Monday, April 27, 2009

Using the type system for discoverability and enforcing constraints

Now, anyone from a Ruby or other dynamically typed language background who read my last post might be thinking "big deal, I've been able to do that for ages". And it's true; some of these languages with support for first-class functions make writing functional code just as easy to write as it is in Scala and the like. So why would I want to use a strongly statically typed language over a dynamically typed one?

Well, I'm glad you asked. Before I really got stuck into understanding functional programming and strongly statically typed languages, I spent some time working on a Rails app. Unlike most of the experiences I'd heard from people moving to Ruby/Rails though, I joined this project during the maintenance phase. What followed for me was an up-hill battle of trying to understand the code and gain the implicit knowledge of my other colleagues who worked on the code before me. The codebase left a lot to be desired in terms of discoverability. Due to the magic of meta-programming, I couldn't even rely on grep to find all references to a particular method.

One example that remains burned into my memory was the frustration surrounding something as seemingly simple as:


tags = item.tags

What is the type of tags? Is it an array of Tag objects, an array of string tag names, or a comma separated string of tag names?

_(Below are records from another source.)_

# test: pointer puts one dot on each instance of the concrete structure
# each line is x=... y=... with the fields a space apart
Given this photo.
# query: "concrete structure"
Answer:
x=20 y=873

The answer in my case was all of the above! What it was at runtime depended on the code path that lead to the tags property being set on the item. By coincidence/implicit design/whatever, it just so happened that the way it was used was consistent across the code paths that invoked it, so it never showed up as a problem until I came in one day to re-use the data in a different context. Not even the tests (which covered > 98% of the code base) picked this up for me, because the tests were written upfront for the particular context that was being implemented and so it was always set to what was expected.

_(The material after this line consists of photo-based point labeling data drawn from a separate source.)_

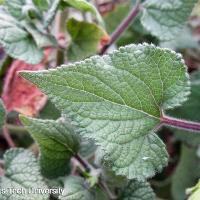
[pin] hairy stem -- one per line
(181, 124)
(89, 168)
(7, 137)
(122, 27)
(83, 162)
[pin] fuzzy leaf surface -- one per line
(166, 18)
(186, 173)
(57, 141)
(190, 111)
(135, 190)
(117, 100)
(22, 172)
(76, 188)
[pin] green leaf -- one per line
(19, 45)
(22, 172)
(76, 188)
(190, 111)
(42, 5)
(57, 141)
(165, 18)
(194, 192)
(41, 39)
(84, 6)
(2, 114)
(135, 190)
(85, 39)
(117, 100)
(51, 13)
(49, 111)
(87, 147)
(183, 41)
(186, 174)
(21, 9)
(15, 8)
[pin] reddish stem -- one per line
(179, 123)
(7, 137)
(122, 27)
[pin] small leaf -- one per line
(85, 39)
(135, 190)
(19, 45)
(76, 188)
(186, 174)
(22, 172)
(87, 147)
(165, 18)
(57, 141)
(15, 8)
(51, 13)
(84, 6)
(42, 5)
(194, 192)
(2, 114)
(41, 39)
(117, 100)
(190, 111)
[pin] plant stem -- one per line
(122, 27)
(8, 138)
(104, 186)
(83, 162)
(181, 124)
(89, 168)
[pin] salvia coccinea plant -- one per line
(100, 135)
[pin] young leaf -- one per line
(15, 7)
(57, 141)
(2, 114)
(22, 172)
(117, 100)
(19, 45)
(85, 39)
(42, 5)
(194, 192)
(186, 174)
(135, 190)
(41, 39)
(51, 13)
(76, 188)
(84, 6)
(165, 18)
(190, 111)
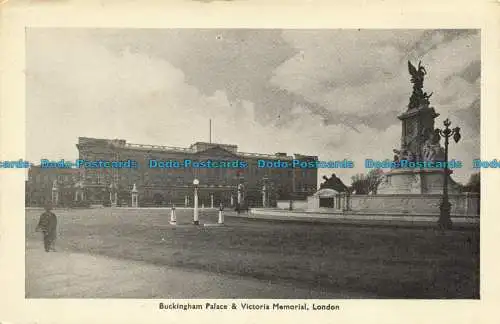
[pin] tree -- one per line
(474, 184)
(364, 184)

It got to the point where I was so paranoid about releasing anything because I wasn't sure of all of the knock-on effects my changes would have. I was bitten too many times by not executing all of the code paths that lead to the point of my changes, because I couldn't find them all up front. I was paranoid about deleting code that I didn't think was being used any more, and even worried about factoring common-looking code out because at least on one of each of those occasions, a bug turned up either late in testing or actually in production.

My flirt with mid-size scale projects in dynamically typed languages wasn't all doom and gloom though. The second rails app I worked on went a lot smoother. I put this more down to the fact that it was a green-fields project rather than because I was more familiar with the language/framework. In developing the project from the start, I had all of the assumptions and implicit knowledge about the types in my head. As a result, using the Rails framework was a breeze, and we managed to get the project completed on time and on budget.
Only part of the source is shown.